Type d'enseignement : Seminar

Semester : Spring 2017-2018

Number of hours : 24

Language of tuition : English



Course Description

The idea of a law that is Scientific, Mathematical, Algorithmic, Risk and Technology (SMART) driven is becoming a reality that needs the attention of students interested in law and public and private governance. Indicators, algorithms and big data are reshaping the regulatory landscape, allegedly, for the sake of better regulation. Uses range from measuring risk and performance, profiling offenders, monitoring suspicious behaviours, auditing organizations and algorithms, fostering e-government, and enforcing automatically rules, compliance programs, policies and contracts. This course aims at providing students with a comprehensive overview of the rise of SMART law devices in the context of global governance with a particular focus on their processes of production, strategic uses, effects and contestations. The introductory part of the course will give a historical and theoretical introduction to the idea of SMART law, its connection with statistics, management and informatics, its main practical advantages and flaws, and its link with jurisprudence and global law. The course will then introduce legal metrics, algorithms, block chain technology and big data in different legal fields and invite students to engage with them through individual case studies. The SMART law devices covered will relate to the fields of corporate social responsibility, financial and banking law, business law, investment law, tax law, human rights and labor law. Finally, the course will explore current and possible contestations to SMART law devices at both the theoretical and the practical level. It will rely on a doctrinal study of law and contributions from critical literature in sociology, philosophy, statistics, management, informatics and legal theory scholarship. At the end of the course, students are expected (1) to understand how SMART law devices operate in legal practice, (2) to design reliable methodologies for building new SMART law devices, and (3) to criticize SMART law devices as instruments of regulation and a source of evidence in law.

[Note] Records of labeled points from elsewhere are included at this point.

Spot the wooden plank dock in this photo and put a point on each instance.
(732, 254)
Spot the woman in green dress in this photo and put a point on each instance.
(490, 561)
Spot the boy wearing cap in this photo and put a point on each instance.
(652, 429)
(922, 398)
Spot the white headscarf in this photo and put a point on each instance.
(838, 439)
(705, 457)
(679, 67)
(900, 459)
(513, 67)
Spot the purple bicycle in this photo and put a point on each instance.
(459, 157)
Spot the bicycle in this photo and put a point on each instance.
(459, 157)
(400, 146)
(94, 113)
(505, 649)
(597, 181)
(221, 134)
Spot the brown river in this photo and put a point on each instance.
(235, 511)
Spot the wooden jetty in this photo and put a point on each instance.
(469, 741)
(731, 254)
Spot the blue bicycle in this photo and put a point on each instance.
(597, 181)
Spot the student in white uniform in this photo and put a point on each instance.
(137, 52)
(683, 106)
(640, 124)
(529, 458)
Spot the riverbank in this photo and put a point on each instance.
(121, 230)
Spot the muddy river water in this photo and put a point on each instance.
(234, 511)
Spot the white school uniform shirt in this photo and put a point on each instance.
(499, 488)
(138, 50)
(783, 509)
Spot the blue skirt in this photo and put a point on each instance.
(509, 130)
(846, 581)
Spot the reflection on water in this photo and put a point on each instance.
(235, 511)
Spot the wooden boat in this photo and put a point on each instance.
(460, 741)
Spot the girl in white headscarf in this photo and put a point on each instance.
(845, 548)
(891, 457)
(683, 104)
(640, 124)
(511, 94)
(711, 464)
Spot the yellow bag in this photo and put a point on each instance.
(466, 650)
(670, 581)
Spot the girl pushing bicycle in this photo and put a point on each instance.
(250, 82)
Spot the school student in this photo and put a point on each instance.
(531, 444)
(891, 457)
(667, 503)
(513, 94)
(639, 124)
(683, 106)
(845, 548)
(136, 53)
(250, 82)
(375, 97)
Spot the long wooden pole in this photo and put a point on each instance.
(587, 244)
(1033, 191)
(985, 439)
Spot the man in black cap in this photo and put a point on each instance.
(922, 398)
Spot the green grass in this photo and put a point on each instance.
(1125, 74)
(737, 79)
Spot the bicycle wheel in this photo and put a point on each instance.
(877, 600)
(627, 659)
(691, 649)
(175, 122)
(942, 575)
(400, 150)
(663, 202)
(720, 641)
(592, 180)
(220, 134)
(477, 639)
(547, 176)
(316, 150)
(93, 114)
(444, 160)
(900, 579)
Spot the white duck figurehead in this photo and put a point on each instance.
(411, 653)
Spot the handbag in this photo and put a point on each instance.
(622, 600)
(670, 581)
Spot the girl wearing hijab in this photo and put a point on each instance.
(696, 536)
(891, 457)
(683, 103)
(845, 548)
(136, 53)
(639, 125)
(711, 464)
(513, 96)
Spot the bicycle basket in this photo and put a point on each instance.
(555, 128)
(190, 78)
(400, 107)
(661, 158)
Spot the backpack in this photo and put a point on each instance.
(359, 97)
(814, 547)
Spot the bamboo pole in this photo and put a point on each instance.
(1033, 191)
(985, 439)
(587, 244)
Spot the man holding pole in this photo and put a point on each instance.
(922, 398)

  • LEWKOWICZ, Gregory (Associate Professor at Université Libre de Bruxelles)
  • RESTREPO AMARILES, David (Professor of Law at HEC Paris)

Course validation

The final exam will consist of a research paper on a case study of a SMART law device which will be subject to approval by the instructor.

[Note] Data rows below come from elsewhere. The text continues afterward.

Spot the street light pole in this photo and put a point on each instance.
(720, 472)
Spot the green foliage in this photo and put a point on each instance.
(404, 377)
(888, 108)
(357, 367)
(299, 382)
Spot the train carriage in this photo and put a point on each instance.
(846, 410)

Objectives : The overall objective of the course is to address the gap between, on the one hand, legal scholarship approaches and, on the other hand, technical literature in informatics, statistics and economics about SMART Law. Specific objectives : - Raise awareness of the role of SMART law devices; - Get students acquainted with the operation of SMART law devices in specific legal fields; - Equip students with the tools to use and contest SMART law devices from a theoretical and practical perspective; - Engage students in the process of thinking and designing SMART law devices in their future legal practice.